• ‘We must push back’ on idea that world can do without oil
• Transition will be slower, more costly than forecasts: CEO
A growing body of research is painting a bearish picture for oil beyond the next 20 years as more environmentally friendly vehicles hit roads across the globe. Rapid adoption of electric vehicles could mean oil demand peaks by the 2030s, according to Bank of America and BP Plc, a prospect that’s likely to worry institutional investors in the energy industry.
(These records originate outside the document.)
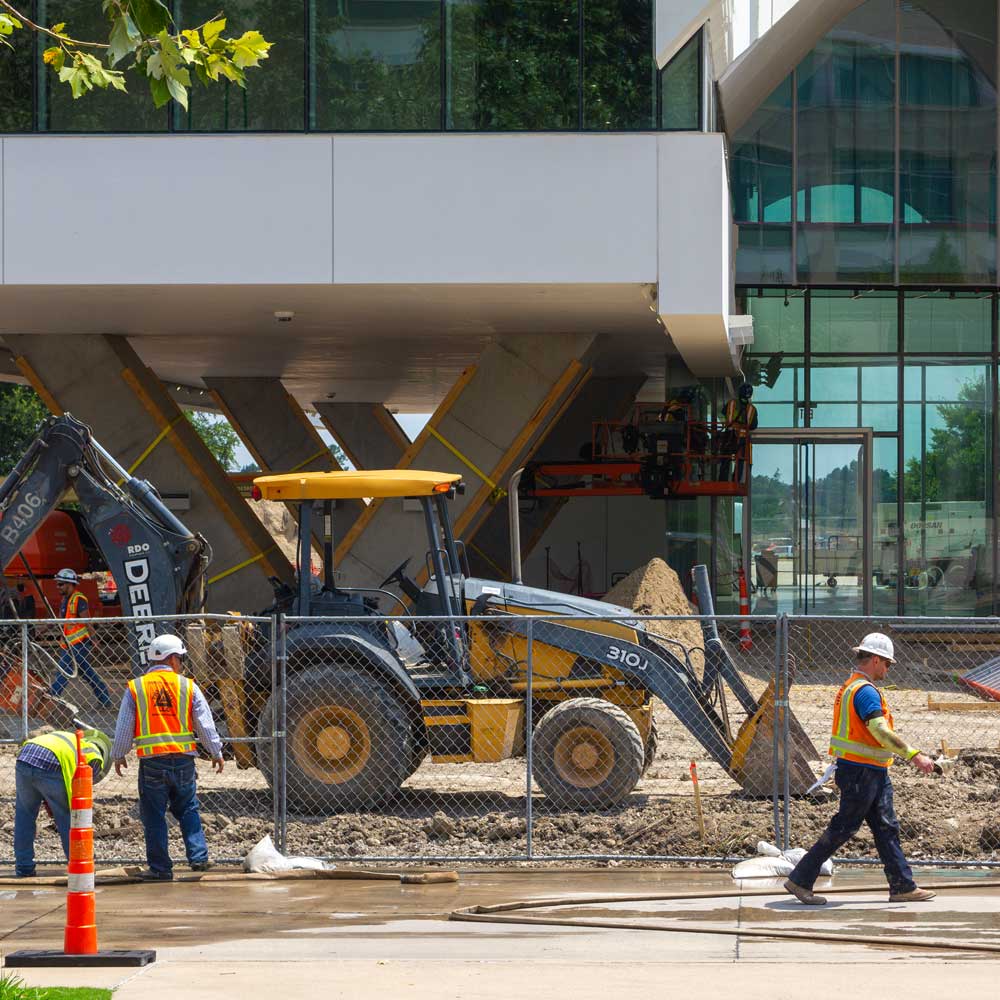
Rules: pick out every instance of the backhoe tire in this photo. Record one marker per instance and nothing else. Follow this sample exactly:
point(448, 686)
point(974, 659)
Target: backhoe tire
point(651, 741)
point(588, 754)
point(349, 740)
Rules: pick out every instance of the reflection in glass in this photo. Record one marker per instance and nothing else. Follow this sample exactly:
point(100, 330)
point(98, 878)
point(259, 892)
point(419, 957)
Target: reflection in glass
point(512, 64)
point(619, 72)
point(377, 65)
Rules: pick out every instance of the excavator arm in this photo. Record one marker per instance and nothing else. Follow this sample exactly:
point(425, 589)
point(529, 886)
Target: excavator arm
point(157, 563)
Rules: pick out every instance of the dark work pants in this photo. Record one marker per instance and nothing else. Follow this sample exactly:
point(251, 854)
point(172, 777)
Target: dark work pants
point(865, 797)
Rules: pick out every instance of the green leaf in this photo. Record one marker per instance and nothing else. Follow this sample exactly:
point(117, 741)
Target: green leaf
point(249, 49)
point(158, 88)
point(178, 91)
point(151, 16)
point(213, 29)
point(124, 39)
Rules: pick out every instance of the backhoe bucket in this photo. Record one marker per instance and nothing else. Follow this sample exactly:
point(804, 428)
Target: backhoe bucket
point(753, 762)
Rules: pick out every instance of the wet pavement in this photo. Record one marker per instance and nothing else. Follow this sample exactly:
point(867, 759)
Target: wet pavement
point(360, 939)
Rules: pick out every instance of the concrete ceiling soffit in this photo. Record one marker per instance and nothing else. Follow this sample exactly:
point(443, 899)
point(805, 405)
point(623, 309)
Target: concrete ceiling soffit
point(752, 77)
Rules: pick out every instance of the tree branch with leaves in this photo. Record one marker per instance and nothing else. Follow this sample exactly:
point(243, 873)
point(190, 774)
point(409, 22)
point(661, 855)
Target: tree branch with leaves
point(142, 37)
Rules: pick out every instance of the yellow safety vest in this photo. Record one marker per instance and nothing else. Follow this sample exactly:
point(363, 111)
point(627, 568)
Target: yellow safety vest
point(63, 745)
point(851, 738)
point(164, 702)
point(75, 634)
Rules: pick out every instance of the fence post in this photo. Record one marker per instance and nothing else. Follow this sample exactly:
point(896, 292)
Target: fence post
point(780, 639)
point(24, 680)
point(528, 741)
point(786, 712)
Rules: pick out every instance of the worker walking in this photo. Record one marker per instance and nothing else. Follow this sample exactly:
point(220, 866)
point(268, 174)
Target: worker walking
point(864, 744)
point(76, 642)
point(43, 774)
point(161, 712)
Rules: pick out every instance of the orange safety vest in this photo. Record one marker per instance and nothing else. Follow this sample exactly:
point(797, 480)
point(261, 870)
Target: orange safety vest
point(74, 634)
point(851, 738)
point(164, 703)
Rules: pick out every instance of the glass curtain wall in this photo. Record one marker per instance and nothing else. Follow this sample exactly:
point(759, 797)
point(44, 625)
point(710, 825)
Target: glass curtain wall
point(919, 367)
point(389, 66)
point(887, 131)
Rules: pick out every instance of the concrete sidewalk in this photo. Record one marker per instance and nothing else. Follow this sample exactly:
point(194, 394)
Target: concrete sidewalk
point(367, 939)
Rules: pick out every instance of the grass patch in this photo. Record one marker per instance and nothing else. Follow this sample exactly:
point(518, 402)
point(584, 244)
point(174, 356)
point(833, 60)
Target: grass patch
point(14, 988)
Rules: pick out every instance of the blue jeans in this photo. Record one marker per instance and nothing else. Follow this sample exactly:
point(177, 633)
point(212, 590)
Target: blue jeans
point(169, 780)
point(80, 655)
point(33, 786)
point(865, 797)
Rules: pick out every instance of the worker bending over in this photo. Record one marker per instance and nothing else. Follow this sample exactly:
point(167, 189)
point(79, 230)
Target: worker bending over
point(864, 744)
point(43, 774)
point(161, 712)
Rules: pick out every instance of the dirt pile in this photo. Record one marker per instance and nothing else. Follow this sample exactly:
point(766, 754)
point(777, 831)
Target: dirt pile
point(655, 589)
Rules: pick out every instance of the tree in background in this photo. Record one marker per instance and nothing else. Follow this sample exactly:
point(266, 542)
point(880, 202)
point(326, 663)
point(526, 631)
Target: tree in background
point(137, 35)
point(220, 438)
point(21, 414)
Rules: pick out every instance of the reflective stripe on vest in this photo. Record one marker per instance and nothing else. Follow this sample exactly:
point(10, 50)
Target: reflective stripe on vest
point(75, 634)
point(163, 709)
point(63, 745)
point(850, 738)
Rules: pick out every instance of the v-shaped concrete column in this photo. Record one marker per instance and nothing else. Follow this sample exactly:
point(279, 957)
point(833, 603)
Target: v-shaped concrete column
point(102, 381)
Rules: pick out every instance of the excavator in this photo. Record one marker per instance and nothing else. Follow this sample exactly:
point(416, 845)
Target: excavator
point(366, 699)
point(158, 564)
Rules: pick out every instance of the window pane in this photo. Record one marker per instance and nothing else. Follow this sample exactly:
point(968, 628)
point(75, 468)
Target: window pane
point(681, 83)
point(377, 65)
point(274, 98)
point(853, 321)
point(619, 72)
point(512, 64)
point(15, 82)
point(778, 321)
point(947, 321)
point(100, 110)
point(948, 135)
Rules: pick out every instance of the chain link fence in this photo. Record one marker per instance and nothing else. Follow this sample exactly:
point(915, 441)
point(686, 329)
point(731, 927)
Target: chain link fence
point(505, 737)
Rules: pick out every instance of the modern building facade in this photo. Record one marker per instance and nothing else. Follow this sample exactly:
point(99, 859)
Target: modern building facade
point(524, 216)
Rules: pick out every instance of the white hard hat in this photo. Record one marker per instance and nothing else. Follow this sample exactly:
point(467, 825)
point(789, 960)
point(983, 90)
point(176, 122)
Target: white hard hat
point(878, 645)
point(164, 646)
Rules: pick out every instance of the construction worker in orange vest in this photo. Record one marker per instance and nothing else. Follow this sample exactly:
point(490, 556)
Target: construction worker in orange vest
point(161, 714)
point(864, 743)
point(76, 642)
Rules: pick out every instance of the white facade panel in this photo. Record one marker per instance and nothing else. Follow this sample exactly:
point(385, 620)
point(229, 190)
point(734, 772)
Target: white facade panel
point(167, 210)
point(494, 208)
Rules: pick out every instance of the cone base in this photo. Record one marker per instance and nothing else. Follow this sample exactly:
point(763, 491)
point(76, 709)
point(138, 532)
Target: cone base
point(33, 958)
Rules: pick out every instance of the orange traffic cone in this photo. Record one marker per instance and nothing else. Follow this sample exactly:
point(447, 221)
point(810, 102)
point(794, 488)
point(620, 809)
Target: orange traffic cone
point(746, 640)
point(80, 936)
point(81, 924)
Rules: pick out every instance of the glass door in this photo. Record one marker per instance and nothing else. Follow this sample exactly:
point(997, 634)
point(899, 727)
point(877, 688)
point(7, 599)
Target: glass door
point(809, 522)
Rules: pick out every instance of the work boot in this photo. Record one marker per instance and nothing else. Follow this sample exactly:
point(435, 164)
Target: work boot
point(913, 896)
point(804, 895)
point(150, 876)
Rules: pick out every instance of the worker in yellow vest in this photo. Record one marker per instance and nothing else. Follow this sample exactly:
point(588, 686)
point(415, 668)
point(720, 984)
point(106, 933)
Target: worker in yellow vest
point(864, 743)
point(76, 641)
point(43, 774)
point(162, 713)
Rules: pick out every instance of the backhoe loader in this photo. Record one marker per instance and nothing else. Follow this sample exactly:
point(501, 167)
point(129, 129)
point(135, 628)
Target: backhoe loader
point(366, 701)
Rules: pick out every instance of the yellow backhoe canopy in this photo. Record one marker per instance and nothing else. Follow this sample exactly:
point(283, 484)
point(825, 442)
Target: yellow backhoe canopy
point(354, 485)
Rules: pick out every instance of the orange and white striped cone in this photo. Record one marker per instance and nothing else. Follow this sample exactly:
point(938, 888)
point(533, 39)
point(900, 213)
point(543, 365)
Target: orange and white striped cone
point(81, 919)
point(746, 640)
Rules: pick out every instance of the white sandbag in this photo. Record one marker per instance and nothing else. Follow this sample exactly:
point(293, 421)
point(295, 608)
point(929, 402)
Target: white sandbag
point(265, 857)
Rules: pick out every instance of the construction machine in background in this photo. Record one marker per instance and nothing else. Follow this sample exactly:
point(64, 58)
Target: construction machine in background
point(364, 705)
point(157, 563)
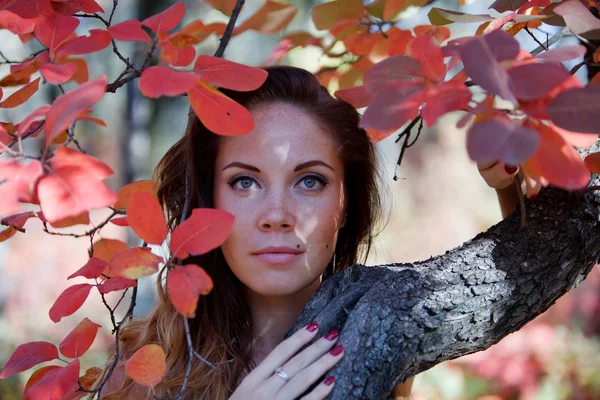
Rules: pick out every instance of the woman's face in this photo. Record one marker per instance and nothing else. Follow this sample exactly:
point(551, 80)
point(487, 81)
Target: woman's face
point(283, 182)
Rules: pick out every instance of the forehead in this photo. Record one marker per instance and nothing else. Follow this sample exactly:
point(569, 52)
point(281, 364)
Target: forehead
point(283, 133)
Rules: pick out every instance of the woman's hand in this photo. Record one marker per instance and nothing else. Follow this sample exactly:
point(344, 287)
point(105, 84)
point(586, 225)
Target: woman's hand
point(302, 369)
point(497, 174)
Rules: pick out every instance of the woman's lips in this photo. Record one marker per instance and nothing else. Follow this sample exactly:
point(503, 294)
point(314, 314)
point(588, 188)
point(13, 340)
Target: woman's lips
point(277, 258)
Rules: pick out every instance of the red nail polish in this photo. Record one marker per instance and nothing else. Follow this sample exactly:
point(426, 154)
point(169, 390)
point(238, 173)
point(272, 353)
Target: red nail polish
point(337, 350)
point(312, 327)
point(332, 335)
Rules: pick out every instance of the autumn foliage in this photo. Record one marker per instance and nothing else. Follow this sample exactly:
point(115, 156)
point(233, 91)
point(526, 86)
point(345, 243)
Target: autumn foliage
point(527, 110)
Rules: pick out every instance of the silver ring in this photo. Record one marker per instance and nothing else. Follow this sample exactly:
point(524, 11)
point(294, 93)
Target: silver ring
point(279, 372)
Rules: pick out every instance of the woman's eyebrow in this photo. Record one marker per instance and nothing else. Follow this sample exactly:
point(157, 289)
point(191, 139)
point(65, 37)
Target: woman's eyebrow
point(311, 164)
point(241, 165)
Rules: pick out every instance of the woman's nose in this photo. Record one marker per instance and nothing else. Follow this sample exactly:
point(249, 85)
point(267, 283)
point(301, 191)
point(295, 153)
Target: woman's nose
point(278, 214)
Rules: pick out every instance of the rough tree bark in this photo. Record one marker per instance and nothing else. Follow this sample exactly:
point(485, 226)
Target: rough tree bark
point(398, 320)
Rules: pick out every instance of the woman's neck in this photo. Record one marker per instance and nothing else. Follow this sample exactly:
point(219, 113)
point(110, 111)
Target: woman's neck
point(273, 316)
But Nasser criticized “irrational hopes of rapid switching” and said electric vehicles won’t deliver quick and cheap reductions in carbon emissions until the power that fuels them is clean. Future transportation will not be a matter of “either/or” between internal combustion engines or electric vehicles, he said, pointing to alternatives that include hydrogen-fueled cars and plug-in hybrids.
The challenges for large-scale use of transportation alternatives are affordability and infrastructure, he said. Observers are glossing over the difficulty governments will have subsidizing huge fleets of electric vehicles, according to Nasser.
He called on the industry to expand exploration, push to offset natural declines in producing fields and spend more than $20 trillion dollars in the next 25 years to meet rising demand.
“Battery electric vehicles will grow and have a welcome role to play in global mobility. But given the competition and complexity of the transition, their impact on the 20 percent oil demand should not be exaggerated.”
He also pointed to the increased demand for oil outside of transportation, which makes up 20 percent of consumption, including its use in petrochemicals and air transport.
Nasser also said:
- Despite rising shale production forecasts, “we remain confident that market fundamentals are healthy.”
- Major oil producers are showing “exceptional” restraint on output and “there are multiple downside geopolitical risks to supply.”
- Even with recent financial market volatility, “the broad-based recovery in the global economy remains on track.”